Laquelle de ces tâches ne gagne rien à partir dans un sous-agent ?
Le sous-agent ne voit pas votre conversation : il démarre avec sa lettre de mission et la consigne que Claude rédige pour lui. Pour une tâche brève et dépendante du fil de la discussion, il faut tout réexpliquer — la délégation coûte plus qu'elle ne rapporte.
Un sous-agent déclaré avec la liste d'outils Read, Grep, Glob tente de modifier un fichier. Que se passe-t-il ?
La liste d'outils est fermée : le sous-agent ne dispose que de ce qui y figure. Sans outil d'écriture, il est structurellement incapable de modifier quoi que ce soit — ce qui en fait un explorateur sans risque.

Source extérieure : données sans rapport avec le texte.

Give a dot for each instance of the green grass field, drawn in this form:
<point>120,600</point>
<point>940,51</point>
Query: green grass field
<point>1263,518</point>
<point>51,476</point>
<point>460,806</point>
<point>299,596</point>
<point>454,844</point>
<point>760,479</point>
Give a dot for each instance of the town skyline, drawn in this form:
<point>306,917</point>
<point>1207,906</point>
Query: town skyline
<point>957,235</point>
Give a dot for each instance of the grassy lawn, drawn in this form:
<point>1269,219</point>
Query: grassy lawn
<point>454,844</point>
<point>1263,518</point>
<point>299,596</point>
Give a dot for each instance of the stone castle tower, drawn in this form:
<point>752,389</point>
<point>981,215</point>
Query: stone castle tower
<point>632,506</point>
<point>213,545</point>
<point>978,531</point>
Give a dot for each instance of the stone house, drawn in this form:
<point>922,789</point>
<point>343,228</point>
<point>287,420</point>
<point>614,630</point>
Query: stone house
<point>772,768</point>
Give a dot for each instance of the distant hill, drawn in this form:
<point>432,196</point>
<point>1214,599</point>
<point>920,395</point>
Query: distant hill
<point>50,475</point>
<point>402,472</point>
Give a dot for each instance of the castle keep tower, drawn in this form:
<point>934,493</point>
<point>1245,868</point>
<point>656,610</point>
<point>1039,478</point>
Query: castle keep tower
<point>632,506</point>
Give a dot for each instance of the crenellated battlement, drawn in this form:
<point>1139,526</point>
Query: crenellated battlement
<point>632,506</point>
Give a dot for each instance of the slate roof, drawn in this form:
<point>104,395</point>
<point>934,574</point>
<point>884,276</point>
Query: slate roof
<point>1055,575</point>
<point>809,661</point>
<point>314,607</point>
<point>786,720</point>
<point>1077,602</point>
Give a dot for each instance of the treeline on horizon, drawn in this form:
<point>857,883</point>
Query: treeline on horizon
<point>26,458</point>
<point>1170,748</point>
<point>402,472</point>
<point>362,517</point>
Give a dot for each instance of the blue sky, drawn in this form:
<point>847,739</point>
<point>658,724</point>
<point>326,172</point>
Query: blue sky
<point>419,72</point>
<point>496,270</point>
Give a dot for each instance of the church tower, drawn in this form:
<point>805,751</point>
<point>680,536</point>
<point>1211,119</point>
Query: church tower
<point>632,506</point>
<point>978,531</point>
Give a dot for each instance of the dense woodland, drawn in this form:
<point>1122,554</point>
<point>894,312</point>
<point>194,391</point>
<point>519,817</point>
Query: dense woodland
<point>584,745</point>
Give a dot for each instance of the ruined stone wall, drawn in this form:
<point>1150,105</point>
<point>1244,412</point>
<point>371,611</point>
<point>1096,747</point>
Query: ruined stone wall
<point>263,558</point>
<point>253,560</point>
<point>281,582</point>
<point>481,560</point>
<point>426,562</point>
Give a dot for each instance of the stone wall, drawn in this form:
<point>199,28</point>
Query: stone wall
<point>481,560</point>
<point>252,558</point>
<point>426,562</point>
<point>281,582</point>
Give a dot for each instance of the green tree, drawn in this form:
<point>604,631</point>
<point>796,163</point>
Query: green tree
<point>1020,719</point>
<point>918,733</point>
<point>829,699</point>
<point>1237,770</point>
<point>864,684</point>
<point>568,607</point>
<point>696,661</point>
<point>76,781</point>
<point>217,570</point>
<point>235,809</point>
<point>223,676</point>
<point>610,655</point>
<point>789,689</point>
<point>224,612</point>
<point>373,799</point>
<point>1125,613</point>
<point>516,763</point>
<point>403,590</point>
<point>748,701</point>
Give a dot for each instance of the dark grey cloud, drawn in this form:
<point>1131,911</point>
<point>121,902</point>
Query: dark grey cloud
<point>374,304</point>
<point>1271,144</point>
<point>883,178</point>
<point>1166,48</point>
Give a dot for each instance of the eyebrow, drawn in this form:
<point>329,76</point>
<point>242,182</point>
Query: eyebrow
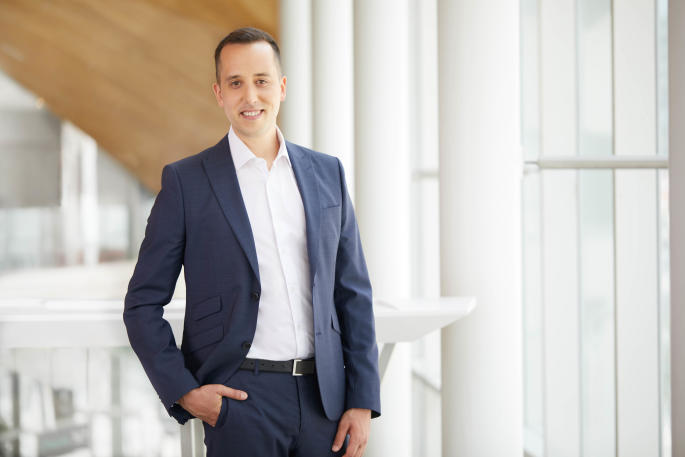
<point>228,78</point>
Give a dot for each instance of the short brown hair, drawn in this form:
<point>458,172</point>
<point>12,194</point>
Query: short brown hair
<point>245,35</point>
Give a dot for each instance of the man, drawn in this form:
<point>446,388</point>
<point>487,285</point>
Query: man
<point>278,356</point>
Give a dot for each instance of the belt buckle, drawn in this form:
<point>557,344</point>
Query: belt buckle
<point>295,362</point>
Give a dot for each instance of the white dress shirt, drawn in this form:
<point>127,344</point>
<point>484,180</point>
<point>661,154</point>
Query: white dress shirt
<point>285,326</point>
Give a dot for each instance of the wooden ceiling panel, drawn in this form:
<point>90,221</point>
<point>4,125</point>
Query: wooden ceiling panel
<point>135,75</point>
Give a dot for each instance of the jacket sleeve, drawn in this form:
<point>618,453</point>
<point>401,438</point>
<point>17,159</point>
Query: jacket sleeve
<point>150,288</point>
<point>354,306</point>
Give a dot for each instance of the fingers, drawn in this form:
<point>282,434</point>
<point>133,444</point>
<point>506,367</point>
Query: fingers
<point>343,426</point>
<point>232,393</point>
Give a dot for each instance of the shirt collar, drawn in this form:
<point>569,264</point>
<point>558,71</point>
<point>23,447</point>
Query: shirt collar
<point>242,154</point>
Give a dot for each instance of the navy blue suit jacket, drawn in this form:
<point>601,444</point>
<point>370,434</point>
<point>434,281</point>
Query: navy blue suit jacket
<point>199,220</point>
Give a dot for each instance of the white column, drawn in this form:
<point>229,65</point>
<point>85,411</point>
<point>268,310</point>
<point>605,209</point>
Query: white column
<point>332,82</point>
<point>295,117</point>
<point>676,65</point>
<point>79,196</point>
<point>381,84</point>
<point>480,235</point>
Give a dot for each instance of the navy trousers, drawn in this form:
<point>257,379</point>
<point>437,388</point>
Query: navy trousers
<point>281,417</point>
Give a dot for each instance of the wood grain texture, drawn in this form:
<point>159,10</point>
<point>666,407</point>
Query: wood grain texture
<point>136,75</point>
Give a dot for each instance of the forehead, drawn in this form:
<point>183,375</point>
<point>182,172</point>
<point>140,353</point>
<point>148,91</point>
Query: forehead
<point>247,58</point>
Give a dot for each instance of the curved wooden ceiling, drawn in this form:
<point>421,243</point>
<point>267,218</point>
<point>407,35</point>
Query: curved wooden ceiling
<point>136,75</point>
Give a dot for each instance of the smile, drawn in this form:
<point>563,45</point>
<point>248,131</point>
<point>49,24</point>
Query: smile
<point>251,114</point>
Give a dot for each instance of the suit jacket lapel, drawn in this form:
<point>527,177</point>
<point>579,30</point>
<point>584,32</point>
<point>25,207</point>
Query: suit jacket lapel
<point>308,184</point>
<point>220,170</point>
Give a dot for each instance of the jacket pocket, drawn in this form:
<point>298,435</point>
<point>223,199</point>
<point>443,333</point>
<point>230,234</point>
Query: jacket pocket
<point>202,339</point>
<point>334,322</point>
<point>205,308</point>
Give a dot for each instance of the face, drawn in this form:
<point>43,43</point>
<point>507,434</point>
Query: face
<point>251,89</point>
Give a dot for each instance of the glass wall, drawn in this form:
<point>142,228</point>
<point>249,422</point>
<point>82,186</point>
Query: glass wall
<point>595,199</point>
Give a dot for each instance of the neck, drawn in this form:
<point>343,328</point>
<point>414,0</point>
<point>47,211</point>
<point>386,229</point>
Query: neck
<point>265,147</point>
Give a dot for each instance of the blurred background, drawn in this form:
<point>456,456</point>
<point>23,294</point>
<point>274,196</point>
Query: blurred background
<point>516,152</point>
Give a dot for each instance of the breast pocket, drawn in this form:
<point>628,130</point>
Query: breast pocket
<point>203,329</point>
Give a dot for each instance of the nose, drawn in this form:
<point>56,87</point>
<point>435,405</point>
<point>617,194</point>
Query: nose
<point>251,94</point>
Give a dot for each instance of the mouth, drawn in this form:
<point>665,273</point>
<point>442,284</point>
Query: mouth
<point>251,115</point>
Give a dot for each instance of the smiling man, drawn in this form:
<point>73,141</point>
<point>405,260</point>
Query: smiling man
<point>278,356</point>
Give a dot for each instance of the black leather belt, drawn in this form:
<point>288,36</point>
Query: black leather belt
<point>296,367</point>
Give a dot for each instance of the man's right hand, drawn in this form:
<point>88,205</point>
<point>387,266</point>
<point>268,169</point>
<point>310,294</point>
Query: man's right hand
<point>204,402</point>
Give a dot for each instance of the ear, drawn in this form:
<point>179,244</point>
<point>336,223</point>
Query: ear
<point>283,87</point>
<point>217,93</point>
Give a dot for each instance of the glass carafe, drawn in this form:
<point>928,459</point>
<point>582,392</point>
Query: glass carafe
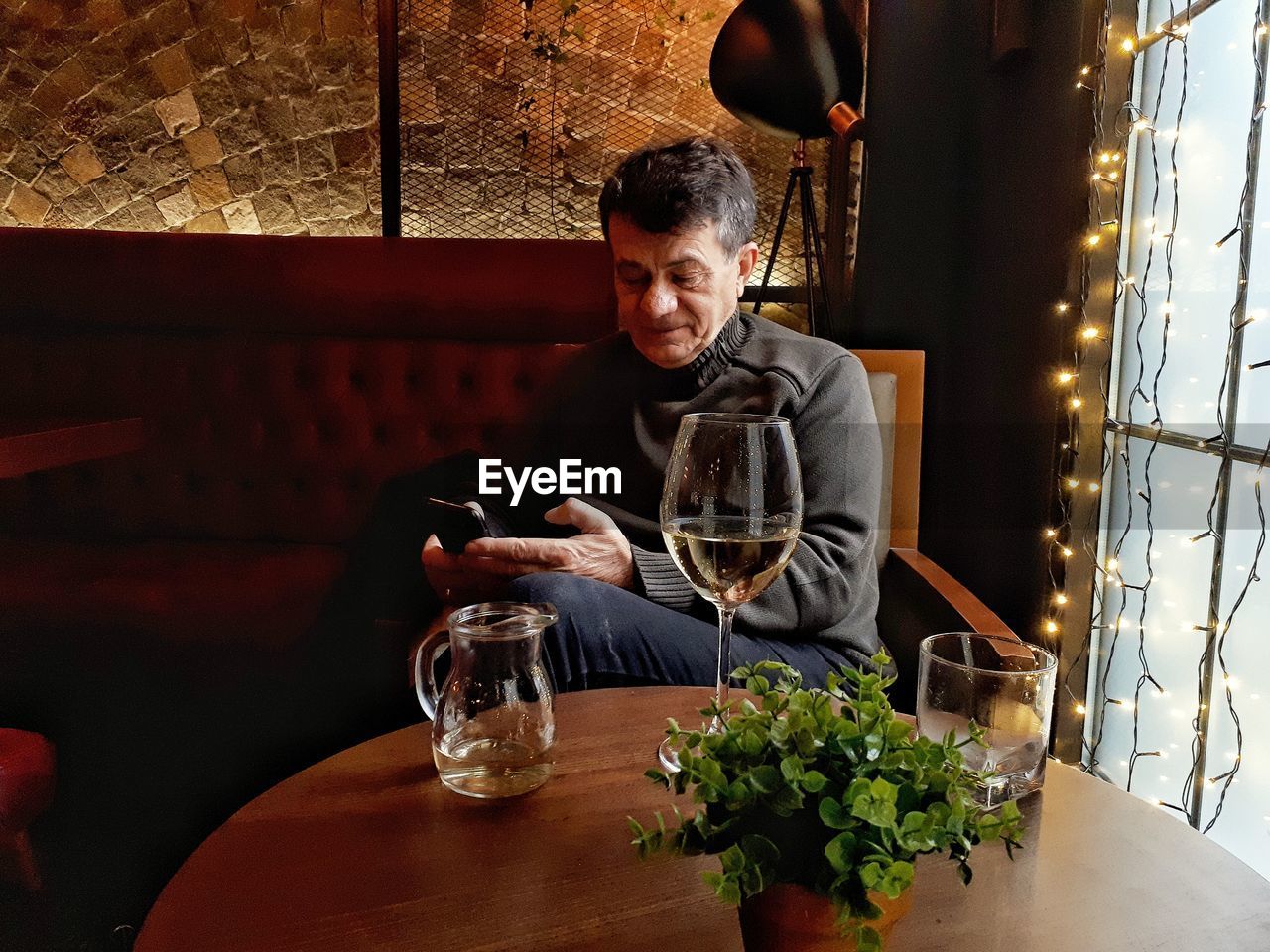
<point>493,725</point>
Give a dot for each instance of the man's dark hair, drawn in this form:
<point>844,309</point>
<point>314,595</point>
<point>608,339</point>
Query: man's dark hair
<point>681,185</point>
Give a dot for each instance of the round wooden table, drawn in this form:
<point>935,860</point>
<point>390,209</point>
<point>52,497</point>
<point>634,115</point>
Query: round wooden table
<point>366,851</point>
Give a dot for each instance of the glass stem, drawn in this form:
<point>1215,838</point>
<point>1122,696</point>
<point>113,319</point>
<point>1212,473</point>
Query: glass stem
<point>725,616</point>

C'est l'absence de cette liste qui ferait tout hériter.
Depuis l'application, par où accède-t-on aux skills ?
Le bouton + ouvre les ajouts à votre demande : pièces jointes et skills. Les skills sont donc accessibles à la souris ; ce qui sort de l'application, c'est d'en écrire une soi-même, puisqu'une skill est un dossier de fichiers.
Dans le cas pratique, qu'apporte la skill de classement par rapport aux règles déjà écrites dans la mémoire du projet ?
La mémoire du projet décrit un dossier et ne vaut que pour lui. La skill, elle, emporte l'enchaînement des étapes, la convention de nommage et le traitement des cas douteux — et rangée dans vos skills personnelles, elle vous suit d'un dossier à l'autre. Elle n'est pas contraignante pour autant : c'est le rôle d'un hook.